Data centers have attracted increasing attention worldwide over the last decades due to their high energy consumption. Cooling accounts for about 30–40% of the total energy consumption of data centers. High-temperature data centers could save large amounts of cooling energy by changing their cooling mechanism. More effective use of “free cooling” is the basic and effective means for high-temperature data centers to reduce cooling energy consumption.
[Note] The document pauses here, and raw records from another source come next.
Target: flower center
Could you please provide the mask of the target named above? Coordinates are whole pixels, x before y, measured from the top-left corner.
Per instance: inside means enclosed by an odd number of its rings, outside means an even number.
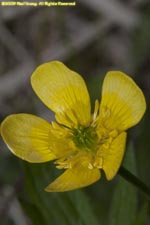
[[[78,148],[84,148],[87,151],[96,150],[98,137],[94,127],[78,126],[72,129],[73,141]]]

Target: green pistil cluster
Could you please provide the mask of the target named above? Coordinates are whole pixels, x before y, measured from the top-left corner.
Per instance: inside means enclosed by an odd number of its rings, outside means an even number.
[[[73,141],[78,148],[86,149],[87,151],[96,150],[97,134],[93,127],[78,126],[73,129]]]

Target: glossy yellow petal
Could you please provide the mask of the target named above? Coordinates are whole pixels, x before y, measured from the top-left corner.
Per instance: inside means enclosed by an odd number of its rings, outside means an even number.
[[[107,180],[111,180],[117,173],[125,151],[126,132],[121,133],[113,140],[109,148],[102,147],[101,157],[103,159],[103,170],[105,171]]]
[[[39,66],[31,77],[38,97],[56,113],[59,123],[66,126],[90,122],[90,98],[82,77],[63,63],[53,61]]]
[[[12,153],[29,162],[55,158],[50,150],[50,124],[30,114],[8,116],[1,124],[4,142]]]
[[[54,182],[46,187],[48,192],[63,192],[88,186],[100,179],[98,169],[84,167],[67,169]]]
[[[100,105],[100,119],[106,127],[126,130],[141,120],[145,109],[144,95],[129,76],[119,71],[106,75]]]

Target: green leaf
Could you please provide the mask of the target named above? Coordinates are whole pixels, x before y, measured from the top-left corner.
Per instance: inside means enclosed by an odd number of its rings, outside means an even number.
[[[42,225],[98,225],[90,201],[84,191],[76,190],[65,193],[47,193],[45,186],[57,177],[56,169],[50,163],[23,163],[26,177],[26,197],[21,200],[30,220],[34,225],[35,215]]]
[[[130,143],[124,160],[124,166],[132,173],[136,171],[133,145]],[[118,177],[110,210],[109,225],[131,225],[136,217],[137,193],[132,184]]]

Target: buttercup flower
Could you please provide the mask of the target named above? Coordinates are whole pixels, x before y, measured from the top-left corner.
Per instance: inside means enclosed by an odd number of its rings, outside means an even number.
[[[100,179],[101,170],[111,180],[124,156],[126,130],[141,120],[146,109],[140,88],[124,73],[108,72],[100,105],[96,100],[91,114],[84,80],[63,63],[39,66],[31,84],[57,122],[30,114],[8,116],[1,133],[12,153],[32,163],[55,160],[56,167],[65,170],[46,191],[90,185]]]

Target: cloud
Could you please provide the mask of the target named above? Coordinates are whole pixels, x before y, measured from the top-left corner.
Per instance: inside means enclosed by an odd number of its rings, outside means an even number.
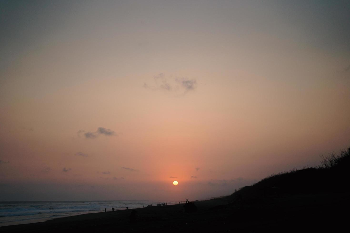
[[[97,132],[100,134],[103,134],[107,136],[114,135],[115,134],[114,131],[112,131],[110,129],[107,129],[103,127],[99,127],[97,129]]]
[[[24,126],[21,126],[21,129],[22,129],[23,130],[27,130],[27,128],[26,128],[26,127],[24,127]],[[28,130],[29,131],[31,131],[33,132],[33,131],[34,131],[34,129],[33,129],[31,127],[31,128],[29,128],[29,129],[28,129]]]
[[[176,81],[180,83],[186,92],[194,90],[196,87],[197,81],[195,79],[189,79],[187,78],[176,78]]]
[[[86,138],[95,138],[97,137],[97,136],[96,135],[96,133],[92,132],[87,132],[84,133],[84,136]]]
[[[4,160],[0,160],[0,164],[5,164],[5,163],[8,163],[10,162],[9,161],[4,161]]]
[[[347,73],[349,71],[350,71],[350,65],[348,65],[348,66],[346,67],[345,69],[344,69],[344,72]]]
[[[96,132],[86,132],[85,130],[80,130],[77,132],[78,137],[80,137],[81,133],[84,133],[85,138],[90,139],[97,138],[99,134],[102,134],[105,136],[112,136],[117,134],[114,131],[109,129],[106,129],[103,127],[98,127]]]
[[[133,168],[131,168],[130,167],[122,167],[121,168],[123,169],[125,169],[125,170],[128,170],[130,172],[137,172],[139,170],[136,170],[136,169],[134,169]]]
[[[63,169],[62,169],[62,171],[64,172],[69,172],[70,170],[72,170],[72,168],[68,168],[68,169],[65,167],[64,167]]]
[[[185,94],[188,92],[194,90],[197,87],[197,81],[186,77],[179,78],[170,75],[167,77],[163,73],[153,77],[153,84],[150,85],[144,82],[143,87],[153,90],[163,90]]]
[[[75,153],[75,155],[79,155],[79,156],[82,156],[83,157],[88,157],[89,156],[89,155],[87,154],[84,154],[81,151],[79,151],[79,152],[77,152]]]
[[[80,134],[84,133],[85,132],[85,130],[78,130],[78,132],[77,132],[77,134],[78,135],[78,137],[80,137]]]
[[[41,169],[41,172],[48,173],[51,170],[51,168],[48,167],[45,163],[43,163],[42,165],[43,167]]]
It is possible to build chiller-less or even chiller-free data centers. They require less capital investment for cooling and allow more hours of “free cooling”. However, a few essential concerns need to be addressed before the wide application of high-temperature data centers, particularly the technical bottlenecks and the reliability and performance of servers and IT equipment. Though many reviews on data centers exist in the existing research, a systematic review of high-temperature data centers, particularly on the above essential concerns, is still unavailable. This paper is intended to fill in these gaps and provide a comprehensive review of these critical aspects. The main benefits and the major bottlenecks for implementing high-temperature data centers as well as the existing efforts and latest technologies to tackle the bottlenecks are categorized and analyzed systematically. In addition, a through review of the main temperature-sensitive IT components (e.g., hard disk drives and CPU) is done, and their current states and potential solutions are analyzed. Finally, the paper elaborates on future perspectives for the development and applications of the high-temperature data center.

Suggested Citation

  • Zhang, Yingbo & Shan, Kui & Li, Xiuming & Li, Hangxin & Wang, Shengwei, 2023. "Research and Technologies for next-generation high-temperature data centers – State-of-the-arts and future perspectives," Renewable and Sustainable Energy Reviews, Elsevier, vol. 171(C).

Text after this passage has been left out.